Found myself at a little party in the sunshine on the weekend (that was a long time coming – Welcome Summer!) which was so pleasant.
After my Man had taken over the Barbie, true Aussie style (he is at one with a BBQ, even if it was over hot coals), we were chatting about Australian accents, and lingo.
Both of my parents are from London, and emigrated to Australia over 30 years ago, so my accent is not as strong as others. (I was stuck between a rock and a hard place as a kid trying to decide whether to call it a Duvet or a Doona…I renamed it ‘The Cover’!).

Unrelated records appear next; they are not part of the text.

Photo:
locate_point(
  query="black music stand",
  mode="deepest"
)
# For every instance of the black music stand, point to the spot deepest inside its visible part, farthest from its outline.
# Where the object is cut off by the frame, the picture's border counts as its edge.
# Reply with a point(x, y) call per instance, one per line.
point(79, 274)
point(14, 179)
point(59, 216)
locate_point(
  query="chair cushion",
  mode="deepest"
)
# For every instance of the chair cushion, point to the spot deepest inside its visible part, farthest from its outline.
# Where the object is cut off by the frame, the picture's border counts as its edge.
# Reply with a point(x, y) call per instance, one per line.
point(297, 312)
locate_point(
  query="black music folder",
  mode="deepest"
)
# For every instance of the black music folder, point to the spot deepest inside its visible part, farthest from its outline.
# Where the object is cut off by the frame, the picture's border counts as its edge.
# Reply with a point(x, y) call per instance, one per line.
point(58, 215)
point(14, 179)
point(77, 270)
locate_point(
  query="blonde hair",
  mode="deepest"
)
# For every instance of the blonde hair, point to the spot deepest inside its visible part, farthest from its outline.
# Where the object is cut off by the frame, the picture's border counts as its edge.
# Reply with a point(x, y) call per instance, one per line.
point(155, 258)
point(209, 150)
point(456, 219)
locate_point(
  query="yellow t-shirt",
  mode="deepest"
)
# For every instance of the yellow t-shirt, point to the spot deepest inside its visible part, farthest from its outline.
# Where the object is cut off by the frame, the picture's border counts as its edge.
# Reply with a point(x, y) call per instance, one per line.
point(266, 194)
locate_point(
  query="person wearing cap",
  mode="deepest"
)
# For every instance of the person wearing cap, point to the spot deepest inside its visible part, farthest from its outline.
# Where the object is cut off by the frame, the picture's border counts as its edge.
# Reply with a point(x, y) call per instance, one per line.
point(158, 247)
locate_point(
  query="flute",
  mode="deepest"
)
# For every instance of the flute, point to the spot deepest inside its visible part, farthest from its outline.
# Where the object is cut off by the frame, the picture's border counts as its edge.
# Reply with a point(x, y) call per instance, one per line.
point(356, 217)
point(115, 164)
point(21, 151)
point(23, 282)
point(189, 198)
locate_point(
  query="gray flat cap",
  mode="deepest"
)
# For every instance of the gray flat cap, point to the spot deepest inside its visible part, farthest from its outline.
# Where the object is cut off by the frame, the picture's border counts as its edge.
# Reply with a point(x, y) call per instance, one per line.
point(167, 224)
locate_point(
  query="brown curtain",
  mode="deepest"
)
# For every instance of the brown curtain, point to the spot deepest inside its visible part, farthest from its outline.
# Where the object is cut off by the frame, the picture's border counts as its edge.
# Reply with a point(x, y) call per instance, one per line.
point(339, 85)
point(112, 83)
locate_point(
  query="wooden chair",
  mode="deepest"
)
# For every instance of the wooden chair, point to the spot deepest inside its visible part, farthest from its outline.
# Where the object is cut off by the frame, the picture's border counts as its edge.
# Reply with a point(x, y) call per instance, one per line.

We discussed how some accents are stronger than others and my awesome friend was comparing accents from Australia’s Next Top Model. She couldn’t remember for the life of her the name of the little island this twangy top model girl came from. Could it be Fraser Island? No….. Tasmania? Why yes! While it is an Island, it is also a state of Australia. We had to giggle.
I think, the way Australians speak is different to people from Jersey. We are louder (well I am…but maybe I’ll blame my Mediterranean heritage for that one), and are generally pretty honest and open, sometimes shockingly. There are also a lot of things that Aussies say, which leaves some people with a blank stare, wondering what on earth we are actually talking about (if they can keep up with the speed in which we talk).
Seeing as I’ll be blogging to a Jersey based audience, I thought I’d put some things out there now, in case you are all struggling to understand me in the future, or if you want to move there or even just visit on holiday. Get your notepads and pens out kids!
Here is a Glossary of Australian Slang (excuse daggy music).
Some of my faves (aka Favourites) include the following, and you may find them on my blog (or in real life) in the not too distant future.
- See Ya – good bye. No it doesn’t mean I will see you again necessarily. It is mostly said to friendly shop assistants, or the ending to a phone call. So Be Nice…and you may get one of these.
- Prang – A little car accident. I’m yet to have one thankfully, but I’m surprised at that fact. I’m scared of these roads.
- Thongs – they are shoes (flip-flops) NOT undies (underwear!) – Thought I’d better clarify that one as the other day Relaxy loudly requested some new thongs while we were in M&S and someone around me giggled! Yes, we were in the kids undies section, but that is not what he was on about.
- Tank Top (or Wife Beaters for the grown ups) – A t-shirt without sleeves – I will also clarify this one on Relaxy’s behalf. He was distraught at the fact that some girls at Nursery said he was wearing a vest. Vests go under your clothes in winter, and are not worn out in public as a rule. Unless you’re a Bogan.
- Postie – the postman. Isn’t it obvious!?
- Garbo – (or Garbologist) – the Rubbish Man, or dustman
- Spunky – As listed in the glossary, I will maintain is a Compliment!
- You Stinker – I use this with Relaxy if he is being cheeky and doing things he shouldn’t. If you hear someone in the street calling their child ‘stink’ (mainly because we also shorted anything) then that’s me.